The exception for prior drafts is narrow. An expert’s notes, for example, might not be regarded as the prior draft of a report. Courts also allow discovery of prior drafts when the opposing party has a substantial need for the report.

Even before the report is prepared, the lawyer and the expert will probably communicate about the nature of the expert opinions that the lawyer requires. The lawyer will generally share documents and provide facts that the expert will rely upon to form an opinion. In the case of a medical billing expert, for example, the lawyer will at least provide medical billings and medical records for the expert to review.

The Federal Rules of Civil Procedure protect some, but not all, communications between a lawyer and a testifying expert. When the communication is protected, the form of the communication — letter, email, or conversation — does not matter. Protected communications need not be disclosed in discovery.

Communications of the lawyer’s mental impressions about the case and the lawyer’s legal theories are at the heart of the rule protecting communications with lawyers from disclosure. Communications between an expert and the lawyer’s client, however, enjoy no protection.

Exceptions to the rule that protects attorney communications with experts from discovery include:

  • Communications that relate to the expert’s compensation. For that reason, letters and emails that discuss compensation should address only that subject. Retainer agreements are also discoverable.
  • Communications of facts or data that the lawyer wants the expert to consider. Thus, the medical records and billings that a lawyer provides to a medical billing expert will not be protected from discovery.
  • Communications that identify assumptions that the expert relies upon in forming opinions. For example, if the lawyer asks a medical billing expert to assume that certain billings were actually incurred and were related to a particular event (such as a traffic accident), and if the expert makes that assumption when forming an expert opinion, the lawyer’s communication of that assumption to the expert is discoverable.

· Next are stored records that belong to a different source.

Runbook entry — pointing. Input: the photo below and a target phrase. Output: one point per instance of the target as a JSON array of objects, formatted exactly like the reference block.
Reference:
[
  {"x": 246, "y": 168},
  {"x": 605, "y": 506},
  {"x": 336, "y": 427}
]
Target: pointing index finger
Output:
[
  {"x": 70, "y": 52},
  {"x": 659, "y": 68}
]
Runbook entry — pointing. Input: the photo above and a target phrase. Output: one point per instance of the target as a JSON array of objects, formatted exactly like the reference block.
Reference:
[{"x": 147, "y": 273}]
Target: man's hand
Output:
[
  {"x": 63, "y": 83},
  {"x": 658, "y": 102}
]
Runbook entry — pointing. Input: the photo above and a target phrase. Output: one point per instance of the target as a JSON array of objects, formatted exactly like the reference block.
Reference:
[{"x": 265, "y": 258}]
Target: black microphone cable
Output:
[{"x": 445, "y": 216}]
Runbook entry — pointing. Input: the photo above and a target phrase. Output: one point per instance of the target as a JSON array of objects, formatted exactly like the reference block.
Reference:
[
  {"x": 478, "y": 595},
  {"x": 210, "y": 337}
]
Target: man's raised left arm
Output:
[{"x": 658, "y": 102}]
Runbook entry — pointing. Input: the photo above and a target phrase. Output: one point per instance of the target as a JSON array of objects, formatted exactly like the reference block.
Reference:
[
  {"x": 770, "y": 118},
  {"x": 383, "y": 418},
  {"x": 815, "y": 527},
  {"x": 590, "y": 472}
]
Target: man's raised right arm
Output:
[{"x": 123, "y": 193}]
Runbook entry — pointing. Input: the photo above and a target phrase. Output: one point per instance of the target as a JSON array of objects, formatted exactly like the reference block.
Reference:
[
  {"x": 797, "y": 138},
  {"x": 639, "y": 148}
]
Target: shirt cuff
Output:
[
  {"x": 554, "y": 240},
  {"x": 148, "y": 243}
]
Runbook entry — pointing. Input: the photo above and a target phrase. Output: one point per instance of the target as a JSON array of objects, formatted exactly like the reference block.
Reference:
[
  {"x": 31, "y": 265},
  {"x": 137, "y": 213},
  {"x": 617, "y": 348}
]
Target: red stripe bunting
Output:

The phrase “facts or data” includes anything the expert considered in forming an opinion, even if the expert ultimately chose not to rely upon it. For example, a billing expert might consider prices charged by other doctors for similar procedures when the expert considers whether charges are reasonable. The expert might decide that certain doctors are less experienced or are otherwise not suitable for comparison. The fact that the expert considered but rejected certain data for comparative purposes makes the data discoverable.

Consulting Medical Billing Experts

Testifying experts are subject to discovery, including discovery of certain communications with the lawyers who retain them, because they will be offering opinions at trial. Consulting experts who do not testify are subject to different rules.

For the most part, opinions communicated to a lawyer by a consulting expert are protected from discovery. That protection includes facts communicated to the expert by the lawyer. A medical billing expert who reviews data and provides opinions to a lawyer but who is not expected to testify at trial is generally shielded from discovery.

A narrow exception to that rule applies when exceptional circumstances exist that make it impracticable for the opposing party to obtain facts or opinions on the same subject by other means. That exception rarely applies to medical billing experts because there are almost always other sources of facts and opinions available to opposing parties.